Both tryptophan and tyrosine are needed for the synthesis of new protein in our bodies. Thus, if my friend depends on the gelatin in bone broth in order to make new protein for her muscles that are wasting away, she will be unable to do so. Moreover, the collagen in bone broth is digested in the intestinal tract, and is no more able to lubricate our joints than the butter or oil we may be eating.

Ironically, if a chicken were simmered along with the bones it would turn into (drum roll please) chicken soup. The chicken is a good source of protein, and although the power of chicken soup to heal the body may be exaggerated, its ability to soothe the distress of a bad cold or flu, or maybe restore the body after a bout of chemotherapy does not seem to be in dispute.

It is disconcerting to find bone broth sold in supermarkets and online for not inconsiderable amounts of money. In the old days, before this fad, people threw a few bones in a pot of water and whatever vegetables they had to make a very cheap soup. Bones also used to be given to dog owners or sold in enormous quantities to be turned into gelatin, or the fertilizer bone meal. Paying $10.00 or more for a box of bone broth containing mostly water seems absurd.

What is so worrisome about this food fad, and the many others that pop up like mushrooms after a wet spell, is that they suggest we don’t have to rely on food for our daily nourishment or to compensate for some nutritional deficit such as lack of vitamin C or iron.
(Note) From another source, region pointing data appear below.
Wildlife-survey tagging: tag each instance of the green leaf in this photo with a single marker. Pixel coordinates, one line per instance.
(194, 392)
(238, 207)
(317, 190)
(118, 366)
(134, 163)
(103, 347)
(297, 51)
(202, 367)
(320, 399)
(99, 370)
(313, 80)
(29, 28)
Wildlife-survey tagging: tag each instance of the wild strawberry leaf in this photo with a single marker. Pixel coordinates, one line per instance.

The health food store, not healthy foods at the grocery store, is promoted as the path to nutritional wellness. I receive updates from several online newsletters describing the latest supplement entering the health food market. It is often astonishing to read about the promises made, without any evidence, for these products. One of many entering the market this past month includes bitter melon, cinnamon bark, fenugreek seed, olive leaf and artichoke leaf, holy basil herb and lycium fruit. These are presented in a liquid and supposedly will maintain normal blood sugar levels in people with normal blood sugar levels (italics are my own). Apparently the makers of this supplement never heard of insulin that our pancreas secrete (for free) when we eat carbohydrates. Another product also just now for sale is made from Siberian rhubarb roots and promises to help menopausal symptoms like hot flushes. The research supporting these claims and many others is often not real or reproducible, but how would a consumer know this? 

My friend with cancer believed that the bone broth she was drinking, even though her weight was melting off, was nourishing her. Unfortunately, she was getting none of the nutrients she needed. People may hesitate to seek medical advice or ignore it completely because they are convinced that the promises made by the supplements will be the answer to their medical problems. Supplements can interfere with drugs one is already taking. Given the number of supplements on the market, and the sometimes bizarre source of ingredients (who knew that rhubarb could be grown in Siberia?), physicians may not know whether the ingredients are dangerous. Plus the dose of a supplement may be entirely too high. For example, many doses of melatonin range from 3 mg to 10 mg; the dose established by clinical research puts the dose at 0.3-0.5 mg and the higher dose may dampen the body’s own melatonin production.

The FDA has information about the ingredients, function and side effects of many supplements, and it is worth spending time learning about a supplement that has been recommended or advertised before taking it. Some are critically important, such as those providing the vitamins and minerals an individual may not be able to obtain through food. My friend does take a vitamin-mineral supplement because she finds it too painful to eat many fruits and vegetables.

Our health is too important to be left to the sellers of health products. Checking out the scientific validity of a product may not be possible without the help of dieticians or others knowledgeable about the contents and claims of these products. But it is worth making the time to do so.